# PlayStation Vue is a cloud-powered broadcast TV service that launches in early 2015



## Athlon646464 (Feb 23, 2007)

*PlayStation Vue is a cloud-powered broadcast TV service that launches in early 2015*

(engadget.com) - Oh good, another subscription service, you might already be thinking. However, Sony has already signed up some major networks and players (Fox, CBS, Viacom and ABC, for starters) and a no-contract setup: you'll pay month by month -- like how you pay for Netflix. The tie-ups will also include the ability to record programs, as well as play selected on-demand content. Beta testers will see around 75 channels of content, including local networks, when tests start later this month, although there's one proviso: they have to live in NYC, before it rolls out to Chicago, Philadelphia and LA. For the rest of us, the entire service is set to go live in early 2015....

Full Story Here


----------



## acostapimps (Nov 6, 2011)

If more and more major networks and streaming devices come up with developing apps and services to watch
for a small monthly price, Pay TV could ultimately become a thing of the past.

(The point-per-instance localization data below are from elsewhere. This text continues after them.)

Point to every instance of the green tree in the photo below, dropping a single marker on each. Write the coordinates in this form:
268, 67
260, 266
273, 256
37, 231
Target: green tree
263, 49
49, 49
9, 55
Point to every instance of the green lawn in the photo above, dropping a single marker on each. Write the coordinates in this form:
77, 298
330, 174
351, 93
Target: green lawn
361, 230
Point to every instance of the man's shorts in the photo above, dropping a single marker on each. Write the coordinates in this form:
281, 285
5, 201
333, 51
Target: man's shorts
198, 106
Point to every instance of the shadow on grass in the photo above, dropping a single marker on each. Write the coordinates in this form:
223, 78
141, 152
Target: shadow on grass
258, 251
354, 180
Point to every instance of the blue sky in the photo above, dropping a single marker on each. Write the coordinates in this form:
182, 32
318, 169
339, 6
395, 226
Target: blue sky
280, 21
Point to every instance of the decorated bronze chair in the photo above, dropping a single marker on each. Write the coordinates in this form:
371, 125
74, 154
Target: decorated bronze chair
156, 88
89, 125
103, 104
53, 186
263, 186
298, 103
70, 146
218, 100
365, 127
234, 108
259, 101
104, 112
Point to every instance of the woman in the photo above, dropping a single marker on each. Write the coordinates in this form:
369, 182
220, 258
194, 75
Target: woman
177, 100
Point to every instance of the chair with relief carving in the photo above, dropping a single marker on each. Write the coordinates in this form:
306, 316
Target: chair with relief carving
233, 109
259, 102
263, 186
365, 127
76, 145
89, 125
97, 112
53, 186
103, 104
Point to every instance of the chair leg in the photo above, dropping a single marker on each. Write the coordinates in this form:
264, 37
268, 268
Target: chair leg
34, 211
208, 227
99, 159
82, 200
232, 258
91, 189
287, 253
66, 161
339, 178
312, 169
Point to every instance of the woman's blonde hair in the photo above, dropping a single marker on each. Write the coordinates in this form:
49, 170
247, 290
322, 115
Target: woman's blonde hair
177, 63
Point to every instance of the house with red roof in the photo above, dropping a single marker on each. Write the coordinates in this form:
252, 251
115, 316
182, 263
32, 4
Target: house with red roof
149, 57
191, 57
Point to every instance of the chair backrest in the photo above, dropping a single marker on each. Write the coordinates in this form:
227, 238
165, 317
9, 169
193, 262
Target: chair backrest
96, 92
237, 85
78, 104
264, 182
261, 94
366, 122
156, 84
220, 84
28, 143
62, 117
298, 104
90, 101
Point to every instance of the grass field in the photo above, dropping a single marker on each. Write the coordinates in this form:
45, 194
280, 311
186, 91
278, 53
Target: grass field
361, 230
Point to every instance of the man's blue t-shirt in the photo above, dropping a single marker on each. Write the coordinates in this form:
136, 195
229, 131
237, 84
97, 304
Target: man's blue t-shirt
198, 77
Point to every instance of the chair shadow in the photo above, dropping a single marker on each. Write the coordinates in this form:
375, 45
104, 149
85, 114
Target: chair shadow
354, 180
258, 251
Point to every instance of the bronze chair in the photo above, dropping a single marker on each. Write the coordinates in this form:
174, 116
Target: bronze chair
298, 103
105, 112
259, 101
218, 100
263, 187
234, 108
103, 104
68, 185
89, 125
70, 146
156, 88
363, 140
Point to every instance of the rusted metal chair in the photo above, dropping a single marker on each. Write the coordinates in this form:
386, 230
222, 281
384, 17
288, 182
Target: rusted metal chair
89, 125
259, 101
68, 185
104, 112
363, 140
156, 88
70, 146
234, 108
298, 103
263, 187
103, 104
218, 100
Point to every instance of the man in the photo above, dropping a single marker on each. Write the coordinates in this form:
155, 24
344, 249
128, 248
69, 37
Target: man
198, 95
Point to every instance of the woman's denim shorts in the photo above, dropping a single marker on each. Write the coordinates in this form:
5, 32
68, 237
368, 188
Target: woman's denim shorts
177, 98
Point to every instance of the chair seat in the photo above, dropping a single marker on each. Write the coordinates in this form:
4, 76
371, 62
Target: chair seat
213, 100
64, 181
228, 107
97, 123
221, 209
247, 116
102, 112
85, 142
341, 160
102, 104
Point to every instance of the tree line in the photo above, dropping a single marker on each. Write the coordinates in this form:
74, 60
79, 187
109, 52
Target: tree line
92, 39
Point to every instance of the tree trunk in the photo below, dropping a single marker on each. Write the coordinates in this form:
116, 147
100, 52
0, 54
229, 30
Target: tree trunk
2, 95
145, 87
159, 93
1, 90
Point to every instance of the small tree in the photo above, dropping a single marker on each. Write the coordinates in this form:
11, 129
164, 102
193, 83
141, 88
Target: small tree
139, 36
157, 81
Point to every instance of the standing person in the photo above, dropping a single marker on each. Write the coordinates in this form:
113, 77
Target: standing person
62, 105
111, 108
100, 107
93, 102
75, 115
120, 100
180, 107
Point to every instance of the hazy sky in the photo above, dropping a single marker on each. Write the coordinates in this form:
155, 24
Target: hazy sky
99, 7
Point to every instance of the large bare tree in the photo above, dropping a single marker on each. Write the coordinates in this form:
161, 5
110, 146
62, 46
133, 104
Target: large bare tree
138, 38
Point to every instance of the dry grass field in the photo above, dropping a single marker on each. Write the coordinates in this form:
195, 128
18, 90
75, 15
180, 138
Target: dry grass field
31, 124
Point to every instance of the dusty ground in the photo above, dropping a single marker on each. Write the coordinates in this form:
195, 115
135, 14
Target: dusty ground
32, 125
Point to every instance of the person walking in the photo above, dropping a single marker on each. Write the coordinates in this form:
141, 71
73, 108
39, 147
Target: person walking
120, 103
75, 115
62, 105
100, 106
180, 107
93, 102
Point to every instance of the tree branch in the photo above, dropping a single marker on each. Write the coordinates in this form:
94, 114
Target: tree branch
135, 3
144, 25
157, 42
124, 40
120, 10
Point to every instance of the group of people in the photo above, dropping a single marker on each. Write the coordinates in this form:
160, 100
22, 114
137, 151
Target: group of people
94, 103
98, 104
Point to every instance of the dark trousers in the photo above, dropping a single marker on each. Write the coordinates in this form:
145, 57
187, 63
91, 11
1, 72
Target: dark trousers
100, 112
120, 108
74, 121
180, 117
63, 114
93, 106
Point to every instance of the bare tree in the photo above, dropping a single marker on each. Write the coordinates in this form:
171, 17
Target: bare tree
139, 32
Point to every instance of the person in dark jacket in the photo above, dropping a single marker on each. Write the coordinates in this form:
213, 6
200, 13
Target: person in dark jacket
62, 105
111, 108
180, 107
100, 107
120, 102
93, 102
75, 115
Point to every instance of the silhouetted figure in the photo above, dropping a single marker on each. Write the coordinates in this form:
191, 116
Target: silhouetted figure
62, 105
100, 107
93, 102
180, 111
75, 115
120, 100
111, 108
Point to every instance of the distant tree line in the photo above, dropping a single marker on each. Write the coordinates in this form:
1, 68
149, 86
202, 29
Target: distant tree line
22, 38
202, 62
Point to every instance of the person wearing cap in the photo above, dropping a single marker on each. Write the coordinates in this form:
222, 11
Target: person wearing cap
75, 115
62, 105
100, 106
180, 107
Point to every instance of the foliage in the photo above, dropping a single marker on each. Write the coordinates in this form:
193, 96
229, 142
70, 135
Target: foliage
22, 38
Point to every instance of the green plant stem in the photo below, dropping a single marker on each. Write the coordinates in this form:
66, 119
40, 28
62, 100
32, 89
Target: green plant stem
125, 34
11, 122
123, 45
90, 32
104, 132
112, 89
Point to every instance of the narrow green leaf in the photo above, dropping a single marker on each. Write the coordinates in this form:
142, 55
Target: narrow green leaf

Of course it all depends on age demographics which usually from the young generation to people in their 30's and 40's and even 50's
would most likely cut the cord in favor of streaming.

60's and above who may or may not know about streaming on devices would probably stay with traditional pay TV services.


----------



## Rob (Apr 23, 2002)

I thought the Vue was a coffee maker. "It's a coffee brewer! It's a tv subscription" "coffee brewer!", "tv subscription!"


----------